The MIT Study and Cognitive Debt
The episode centers on MIT research where 54 students were assigned to write three essays under three conditions: using a large language model (ChatGPT), using only a search engine, or relying on their own brains. EEGs, linguistic analyses, and post-task interviews were used to assess cognitive engagement. The researchers observed reduced brain connectivity and lower cognitive engagement in AI-assisted and search-assisted groups, with the ChatGPT group showing the most pronounced effects. Interviews suggested participants using AI struggled to recall specifics from their essays, a phenomenon described as cognitive debt. “Over these 4 months of writing these essays, the large language model users consistently underperformed at neural, linguistic, and behavioural levels.” – Ian Sample
Some researchers have challenged the certainty of a cognitive debt, noting study design caveats, but the findings still illuminate how technology reshapes brain activity during thinking tasks.
Memory, the Google Effect, and Offloading
The conversation extends to digital amnesia or the Google effect—the tendency to remember where information is found rather than the information itself. The panel shares personal anecdotes about outsourcing memory to devices and discusses MRI findings showing memory stores shifting when reminders are available externally.
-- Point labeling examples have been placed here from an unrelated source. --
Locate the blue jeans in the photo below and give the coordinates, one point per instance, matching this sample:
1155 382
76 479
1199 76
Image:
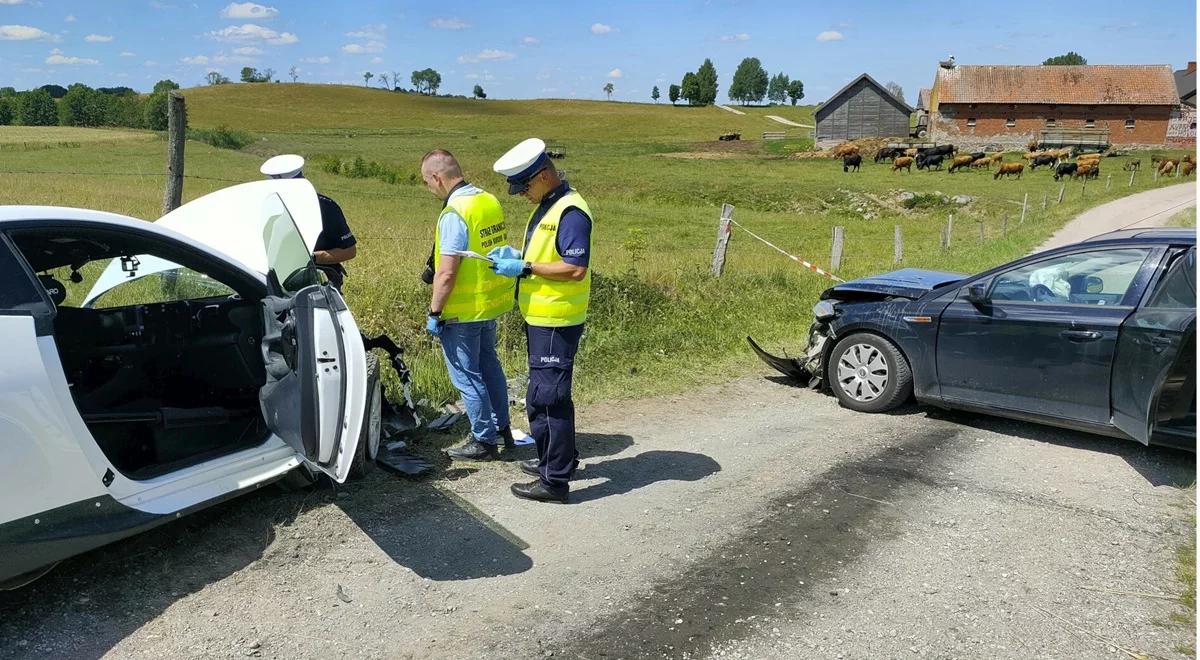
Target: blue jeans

Cognitive offloading allows the brain to conserve resources for more complex tasks, but it may reduce memory for stored content itself. Sam Gilbert explains that offloading isn’t new, tracing back to Socrates’s worry about writing diminishing oral memory, and argues that technology changes how we use our brains rather than eroding innate ability.
Desirable Difficulty, Education, and the Extended Mind
The hosts discuss Robert Bjork’s desirable difficulty, the idea that challenging practice enhances long-term learning. They compare memorization drills, problem-solving, and the use of calculators in math education, noting that foundations matter but tools can support growth when used appropriately. The extended mind concept is raised, suggesting that phones and devices may extend cognitive capacity if used thoughtfully and with attention to preserving core knowledge in the brain. “There is a fundamental link between something being hard and your ability to understand it deeply,” says the discussion, highlighting the value of cognitive effort alongside external aids.
Practical Takeaways: When to Offload and When to Practice
The episode offers practical considerations for students, workers, and lifelong learners: use AI to handle repetitive or time-consuming tasks while retaining opportunities to problem-solve and recall information to develop robust mental models. The conversation notes GPS and digital tools can boost confidence and accessibility but at the potential cost of navigation knowledge and memory. The panel closes with reflections on motivation and the joy of problem-solving, warning against a future where rewards of effort diminish if we rely exclusively on AI for thinking. “There is a reason so many of us love puzzles,” Ian Sample concludes, underscoring the value of cognitive challenge.
Final Thoughts
The experts acknowledge the nuanced landscape: AI can support memory and learning or blunt cognitive skills if misused. The takeaway is to design assessments and tasks that incentivize thinking, maintain a knowledge foundation, and consciously decide when to offload and when to train the brain through difficult work.